Of course, the field of psychiatric nursing presents many unique difficulties to its workers. Communicating with psychiatric patients can range from difficult to nearly impossible, depending on the severity of condition. Many nurses are easily disturbed by the actions and words of psychiatric patients, which makes work uncomfortable and intimidating for them. Psychiatric medical care is also more complex and variable than traditional medicine. The same condition may present with different symptoms between patients, which can become a major obstacle in the process of healing. Finally, psychiatric treatment is a different process from the kind of work to which many nurses are accustomed. Psychiatric treatment takes time, and the healing process is not predictable.
To succeed in this complicated and unique field requires a great amount of dedication. Many psychiatric nurses love their work and go home feeling very fulfilled, while others become quickly frustrated and overwhelmed. In order to find your place in the world of psychiatric nursing, you’ll need to figure out how well this kind of work will suit you personally.
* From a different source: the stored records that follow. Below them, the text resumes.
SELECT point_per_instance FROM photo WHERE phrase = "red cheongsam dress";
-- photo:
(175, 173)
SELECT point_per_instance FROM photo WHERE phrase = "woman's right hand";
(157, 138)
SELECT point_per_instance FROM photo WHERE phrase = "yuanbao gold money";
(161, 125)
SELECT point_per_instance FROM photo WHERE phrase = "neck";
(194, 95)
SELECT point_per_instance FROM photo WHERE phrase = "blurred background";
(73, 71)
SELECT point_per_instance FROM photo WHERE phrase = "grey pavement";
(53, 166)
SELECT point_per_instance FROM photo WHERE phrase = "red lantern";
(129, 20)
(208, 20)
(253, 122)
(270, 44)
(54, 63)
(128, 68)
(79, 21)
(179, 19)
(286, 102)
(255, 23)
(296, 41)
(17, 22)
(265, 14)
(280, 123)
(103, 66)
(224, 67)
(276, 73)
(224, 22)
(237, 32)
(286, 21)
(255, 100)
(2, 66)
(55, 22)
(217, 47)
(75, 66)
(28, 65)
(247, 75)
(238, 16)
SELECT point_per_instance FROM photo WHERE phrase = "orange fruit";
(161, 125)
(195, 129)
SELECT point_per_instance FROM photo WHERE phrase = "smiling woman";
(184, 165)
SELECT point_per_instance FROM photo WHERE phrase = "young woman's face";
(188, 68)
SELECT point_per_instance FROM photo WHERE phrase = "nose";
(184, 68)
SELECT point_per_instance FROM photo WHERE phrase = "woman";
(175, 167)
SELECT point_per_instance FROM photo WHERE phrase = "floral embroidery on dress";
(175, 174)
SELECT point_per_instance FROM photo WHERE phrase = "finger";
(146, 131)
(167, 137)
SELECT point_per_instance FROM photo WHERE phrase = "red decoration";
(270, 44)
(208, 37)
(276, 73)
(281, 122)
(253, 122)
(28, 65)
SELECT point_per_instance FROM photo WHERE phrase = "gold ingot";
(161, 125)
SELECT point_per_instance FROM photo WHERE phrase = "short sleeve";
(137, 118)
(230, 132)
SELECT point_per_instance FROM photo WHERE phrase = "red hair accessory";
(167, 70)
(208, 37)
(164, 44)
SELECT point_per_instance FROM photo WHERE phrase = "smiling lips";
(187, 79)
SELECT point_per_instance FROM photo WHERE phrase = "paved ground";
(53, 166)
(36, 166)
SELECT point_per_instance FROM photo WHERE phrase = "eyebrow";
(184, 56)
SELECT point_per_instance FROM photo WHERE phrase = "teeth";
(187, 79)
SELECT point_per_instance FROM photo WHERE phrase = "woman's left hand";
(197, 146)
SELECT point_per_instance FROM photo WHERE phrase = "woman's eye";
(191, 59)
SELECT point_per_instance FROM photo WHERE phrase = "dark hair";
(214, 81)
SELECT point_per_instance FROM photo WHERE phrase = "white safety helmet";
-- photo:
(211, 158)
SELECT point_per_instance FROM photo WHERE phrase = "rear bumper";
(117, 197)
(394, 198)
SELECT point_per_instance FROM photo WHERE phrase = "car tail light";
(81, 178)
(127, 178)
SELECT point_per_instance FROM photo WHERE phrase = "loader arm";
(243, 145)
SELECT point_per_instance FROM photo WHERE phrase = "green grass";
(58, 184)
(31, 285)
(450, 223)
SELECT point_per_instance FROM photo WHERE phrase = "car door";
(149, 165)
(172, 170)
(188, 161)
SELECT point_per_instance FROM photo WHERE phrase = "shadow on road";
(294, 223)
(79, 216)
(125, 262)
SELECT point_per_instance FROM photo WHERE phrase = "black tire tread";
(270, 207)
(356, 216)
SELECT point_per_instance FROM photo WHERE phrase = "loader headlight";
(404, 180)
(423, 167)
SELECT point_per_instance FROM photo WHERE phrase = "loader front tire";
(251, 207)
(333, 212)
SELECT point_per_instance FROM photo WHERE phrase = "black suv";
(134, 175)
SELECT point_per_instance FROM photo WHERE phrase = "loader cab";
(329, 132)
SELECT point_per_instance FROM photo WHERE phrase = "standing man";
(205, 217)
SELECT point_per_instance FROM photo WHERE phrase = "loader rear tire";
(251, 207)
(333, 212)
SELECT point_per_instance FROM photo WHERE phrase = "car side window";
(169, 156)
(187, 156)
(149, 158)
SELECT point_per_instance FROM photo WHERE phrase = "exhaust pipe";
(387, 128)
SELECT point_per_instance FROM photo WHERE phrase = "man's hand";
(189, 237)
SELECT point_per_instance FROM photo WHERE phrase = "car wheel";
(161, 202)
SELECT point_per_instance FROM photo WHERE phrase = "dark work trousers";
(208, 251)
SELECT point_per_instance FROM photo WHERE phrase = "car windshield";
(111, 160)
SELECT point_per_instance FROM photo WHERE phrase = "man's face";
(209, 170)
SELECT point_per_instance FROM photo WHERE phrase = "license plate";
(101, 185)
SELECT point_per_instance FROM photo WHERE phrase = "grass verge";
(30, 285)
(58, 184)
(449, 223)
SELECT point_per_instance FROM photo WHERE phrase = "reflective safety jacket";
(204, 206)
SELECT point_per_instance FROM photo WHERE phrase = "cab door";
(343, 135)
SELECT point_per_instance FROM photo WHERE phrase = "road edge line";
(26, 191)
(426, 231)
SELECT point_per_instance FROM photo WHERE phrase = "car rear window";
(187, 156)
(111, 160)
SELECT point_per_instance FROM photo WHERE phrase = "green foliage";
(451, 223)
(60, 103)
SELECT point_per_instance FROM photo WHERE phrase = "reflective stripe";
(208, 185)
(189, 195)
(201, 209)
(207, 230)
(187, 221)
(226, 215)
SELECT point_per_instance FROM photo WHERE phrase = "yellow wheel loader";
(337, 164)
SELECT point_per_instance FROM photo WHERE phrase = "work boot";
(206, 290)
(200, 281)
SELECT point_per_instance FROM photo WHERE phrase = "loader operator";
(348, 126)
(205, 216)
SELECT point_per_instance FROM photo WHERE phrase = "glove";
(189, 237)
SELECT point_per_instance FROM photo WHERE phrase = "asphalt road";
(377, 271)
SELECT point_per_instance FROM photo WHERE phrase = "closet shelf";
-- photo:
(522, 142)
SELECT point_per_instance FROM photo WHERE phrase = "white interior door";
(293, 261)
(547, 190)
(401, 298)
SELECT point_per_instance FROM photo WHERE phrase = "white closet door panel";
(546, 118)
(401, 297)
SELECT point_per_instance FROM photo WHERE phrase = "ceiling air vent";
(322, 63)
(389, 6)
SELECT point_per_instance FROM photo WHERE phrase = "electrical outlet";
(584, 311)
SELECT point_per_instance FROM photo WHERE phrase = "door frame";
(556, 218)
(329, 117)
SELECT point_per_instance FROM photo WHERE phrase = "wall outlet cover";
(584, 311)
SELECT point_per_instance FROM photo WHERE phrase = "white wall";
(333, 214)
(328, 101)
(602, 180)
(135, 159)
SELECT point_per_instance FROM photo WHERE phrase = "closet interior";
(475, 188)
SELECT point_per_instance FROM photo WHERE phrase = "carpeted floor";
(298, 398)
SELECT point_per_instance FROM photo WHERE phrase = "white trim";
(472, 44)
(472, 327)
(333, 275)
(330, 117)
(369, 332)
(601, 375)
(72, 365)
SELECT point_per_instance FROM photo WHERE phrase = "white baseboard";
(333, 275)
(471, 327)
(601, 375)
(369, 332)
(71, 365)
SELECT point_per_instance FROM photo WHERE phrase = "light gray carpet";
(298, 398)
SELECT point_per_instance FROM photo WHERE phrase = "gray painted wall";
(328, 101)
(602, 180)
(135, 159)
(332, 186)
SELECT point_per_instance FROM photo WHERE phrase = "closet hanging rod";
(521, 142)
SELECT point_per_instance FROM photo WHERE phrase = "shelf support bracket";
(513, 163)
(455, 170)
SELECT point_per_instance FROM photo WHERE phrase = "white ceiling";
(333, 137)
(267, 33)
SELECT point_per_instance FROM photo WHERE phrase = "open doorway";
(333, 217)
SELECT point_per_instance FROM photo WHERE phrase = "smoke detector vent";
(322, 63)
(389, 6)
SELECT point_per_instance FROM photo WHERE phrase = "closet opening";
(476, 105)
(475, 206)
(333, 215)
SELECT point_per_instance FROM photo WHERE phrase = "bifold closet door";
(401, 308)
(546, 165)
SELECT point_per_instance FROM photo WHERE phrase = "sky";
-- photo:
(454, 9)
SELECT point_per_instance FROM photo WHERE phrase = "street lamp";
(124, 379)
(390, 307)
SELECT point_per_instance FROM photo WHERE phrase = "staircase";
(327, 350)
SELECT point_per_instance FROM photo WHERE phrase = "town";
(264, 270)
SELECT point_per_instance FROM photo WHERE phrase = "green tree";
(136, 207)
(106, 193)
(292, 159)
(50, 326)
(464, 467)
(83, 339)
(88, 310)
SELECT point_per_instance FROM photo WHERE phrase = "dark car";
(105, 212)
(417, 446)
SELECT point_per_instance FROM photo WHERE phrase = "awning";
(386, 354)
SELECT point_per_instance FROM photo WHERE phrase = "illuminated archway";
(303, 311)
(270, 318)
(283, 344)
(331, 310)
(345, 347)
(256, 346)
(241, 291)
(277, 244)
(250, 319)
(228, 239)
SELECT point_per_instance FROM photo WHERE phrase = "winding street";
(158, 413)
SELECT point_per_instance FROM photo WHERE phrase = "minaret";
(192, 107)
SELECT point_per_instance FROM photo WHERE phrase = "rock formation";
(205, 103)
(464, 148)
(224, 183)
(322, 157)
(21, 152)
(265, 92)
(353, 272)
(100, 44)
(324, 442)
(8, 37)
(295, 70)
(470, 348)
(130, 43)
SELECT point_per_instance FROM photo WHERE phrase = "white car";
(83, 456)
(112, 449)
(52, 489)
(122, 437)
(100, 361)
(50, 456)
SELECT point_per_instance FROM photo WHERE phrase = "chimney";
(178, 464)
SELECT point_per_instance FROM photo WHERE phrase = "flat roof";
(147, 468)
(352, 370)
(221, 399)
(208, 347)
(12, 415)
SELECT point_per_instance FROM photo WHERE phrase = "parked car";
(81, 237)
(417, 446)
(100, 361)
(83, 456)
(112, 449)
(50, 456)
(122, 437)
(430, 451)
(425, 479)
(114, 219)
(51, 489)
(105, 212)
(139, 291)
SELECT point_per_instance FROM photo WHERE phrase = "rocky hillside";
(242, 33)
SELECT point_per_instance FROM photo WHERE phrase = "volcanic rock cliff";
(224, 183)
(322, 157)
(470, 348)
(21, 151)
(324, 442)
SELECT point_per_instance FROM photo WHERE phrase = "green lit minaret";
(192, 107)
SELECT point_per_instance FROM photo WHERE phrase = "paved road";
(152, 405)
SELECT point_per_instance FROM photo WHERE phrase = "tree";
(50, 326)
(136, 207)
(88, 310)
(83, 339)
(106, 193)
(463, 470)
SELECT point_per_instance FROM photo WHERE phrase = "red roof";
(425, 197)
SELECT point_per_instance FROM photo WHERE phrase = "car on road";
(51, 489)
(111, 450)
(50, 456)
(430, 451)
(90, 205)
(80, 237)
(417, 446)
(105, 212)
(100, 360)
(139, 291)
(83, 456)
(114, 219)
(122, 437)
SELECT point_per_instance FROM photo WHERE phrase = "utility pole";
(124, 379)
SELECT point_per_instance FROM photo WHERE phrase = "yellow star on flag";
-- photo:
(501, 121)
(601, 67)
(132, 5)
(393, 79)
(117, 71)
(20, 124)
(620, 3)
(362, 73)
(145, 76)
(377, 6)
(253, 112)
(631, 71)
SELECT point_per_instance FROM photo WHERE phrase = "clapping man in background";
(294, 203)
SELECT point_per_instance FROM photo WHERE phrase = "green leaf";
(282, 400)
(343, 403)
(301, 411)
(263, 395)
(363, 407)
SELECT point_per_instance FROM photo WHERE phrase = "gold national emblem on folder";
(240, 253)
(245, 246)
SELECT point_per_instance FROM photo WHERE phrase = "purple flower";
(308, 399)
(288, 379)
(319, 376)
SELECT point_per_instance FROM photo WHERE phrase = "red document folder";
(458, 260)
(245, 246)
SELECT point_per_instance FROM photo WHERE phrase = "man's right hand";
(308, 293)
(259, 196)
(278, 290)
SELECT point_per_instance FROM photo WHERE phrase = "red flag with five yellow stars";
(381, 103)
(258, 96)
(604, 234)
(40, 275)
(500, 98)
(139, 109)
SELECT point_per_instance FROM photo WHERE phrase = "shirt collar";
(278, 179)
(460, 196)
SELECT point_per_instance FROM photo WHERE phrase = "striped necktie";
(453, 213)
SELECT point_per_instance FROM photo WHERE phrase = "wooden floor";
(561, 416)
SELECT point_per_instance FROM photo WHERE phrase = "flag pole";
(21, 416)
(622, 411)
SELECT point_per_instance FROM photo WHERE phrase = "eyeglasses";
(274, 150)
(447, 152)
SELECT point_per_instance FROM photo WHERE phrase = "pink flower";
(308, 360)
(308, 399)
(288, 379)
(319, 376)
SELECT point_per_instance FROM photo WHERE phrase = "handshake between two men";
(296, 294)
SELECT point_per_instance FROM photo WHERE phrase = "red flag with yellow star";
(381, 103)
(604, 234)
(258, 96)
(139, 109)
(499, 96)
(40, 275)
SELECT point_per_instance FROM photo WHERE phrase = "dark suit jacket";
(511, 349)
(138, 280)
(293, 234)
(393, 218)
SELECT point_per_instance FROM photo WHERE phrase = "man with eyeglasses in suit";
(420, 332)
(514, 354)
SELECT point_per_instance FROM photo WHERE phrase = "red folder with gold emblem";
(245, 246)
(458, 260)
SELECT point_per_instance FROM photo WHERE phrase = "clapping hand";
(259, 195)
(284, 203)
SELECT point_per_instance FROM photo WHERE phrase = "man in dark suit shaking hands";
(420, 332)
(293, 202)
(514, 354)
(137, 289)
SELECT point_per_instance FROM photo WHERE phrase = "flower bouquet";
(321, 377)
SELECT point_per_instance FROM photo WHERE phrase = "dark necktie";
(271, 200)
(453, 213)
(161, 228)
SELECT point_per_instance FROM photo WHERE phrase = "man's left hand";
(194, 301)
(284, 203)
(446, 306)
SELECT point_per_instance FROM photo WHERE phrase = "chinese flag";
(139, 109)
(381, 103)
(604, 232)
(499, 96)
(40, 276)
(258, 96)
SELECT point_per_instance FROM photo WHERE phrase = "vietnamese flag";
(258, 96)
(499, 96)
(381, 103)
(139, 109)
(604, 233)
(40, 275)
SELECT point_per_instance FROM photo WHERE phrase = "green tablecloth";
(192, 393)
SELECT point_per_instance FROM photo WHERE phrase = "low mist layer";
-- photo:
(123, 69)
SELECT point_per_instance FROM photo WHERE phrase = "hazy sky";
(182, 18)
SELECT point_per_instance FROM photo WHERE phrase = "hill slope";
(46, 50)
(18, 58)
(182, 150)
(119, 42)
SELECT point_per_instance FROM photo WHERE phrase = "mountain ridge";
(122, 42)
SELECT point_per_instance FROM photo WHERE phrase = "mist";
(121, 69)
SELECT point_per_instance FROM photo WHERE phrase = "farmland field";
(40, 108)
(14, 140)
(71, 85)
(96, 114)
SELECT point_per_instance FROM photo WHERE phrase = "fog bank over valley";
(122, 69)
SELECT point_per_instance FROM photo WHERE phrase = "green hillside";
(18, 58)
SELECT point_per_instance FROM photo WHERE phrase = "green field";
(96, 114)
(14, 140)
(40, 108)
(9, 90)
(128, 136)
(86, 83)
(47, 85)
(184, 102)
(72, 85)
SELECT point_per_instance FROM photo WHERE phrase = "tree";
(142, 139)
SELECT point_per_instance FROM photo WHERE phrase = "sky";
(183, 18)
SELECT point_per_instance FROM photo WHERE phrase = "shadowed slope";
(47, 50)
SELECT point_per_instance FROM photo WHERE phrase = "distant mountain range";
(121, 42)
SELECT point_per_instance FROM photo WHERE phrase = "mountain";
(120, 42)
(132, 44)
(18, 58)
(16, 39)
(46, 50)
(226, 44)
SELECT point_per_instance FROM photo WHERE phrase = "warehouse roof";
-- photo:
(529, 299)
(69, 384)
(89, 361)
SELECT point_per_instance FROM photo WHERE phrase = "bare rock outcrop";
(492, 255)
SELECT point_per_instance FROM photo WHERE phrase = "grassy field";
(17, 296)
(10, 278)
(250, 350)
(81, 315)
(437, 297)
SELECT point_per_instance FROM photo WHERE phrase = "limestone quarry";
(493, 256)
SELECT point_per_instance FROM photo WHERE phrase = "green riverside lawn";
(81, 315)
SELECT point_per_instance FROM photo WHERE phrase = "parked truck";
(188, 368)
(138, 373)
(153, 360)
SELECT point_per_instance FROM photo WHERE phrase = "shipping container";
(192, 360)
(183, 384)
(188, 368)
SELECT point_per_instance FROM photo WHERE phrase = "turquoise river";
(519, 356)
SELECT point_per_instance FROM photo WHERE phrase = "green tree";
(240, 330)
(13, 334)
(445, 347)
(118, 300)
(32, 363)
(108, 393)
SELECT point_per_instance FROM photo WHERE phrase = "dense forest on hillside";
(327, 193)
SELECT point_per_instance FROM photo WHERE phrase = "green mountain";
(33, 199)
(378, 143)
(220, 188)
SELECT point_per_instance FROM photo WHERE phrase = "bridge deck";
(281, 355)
Psychiatric nurses need to be able to stay calm under pressure in order to avoid exciting their patients. They also need to be prepared to work with patients who may be withdrawn, incoherent, or even hostile. Be prepared to accept these challenges with enthusiasm.
Every nursing student, from Ohio University to UCLA, spends some time in a psychiatric rotation. This is an important aspect of nursing education, and will be your first look at the nature of psychiatric nursing work. You may find yourself well suited to this field, or your ambitions may take you elsewhere. If there is one point on which nurses agree, it is that psychiatric nursing requires passion. If you have a calling for this kind of work, you’re sure to succeed. If not, your ideal career may lie in another field.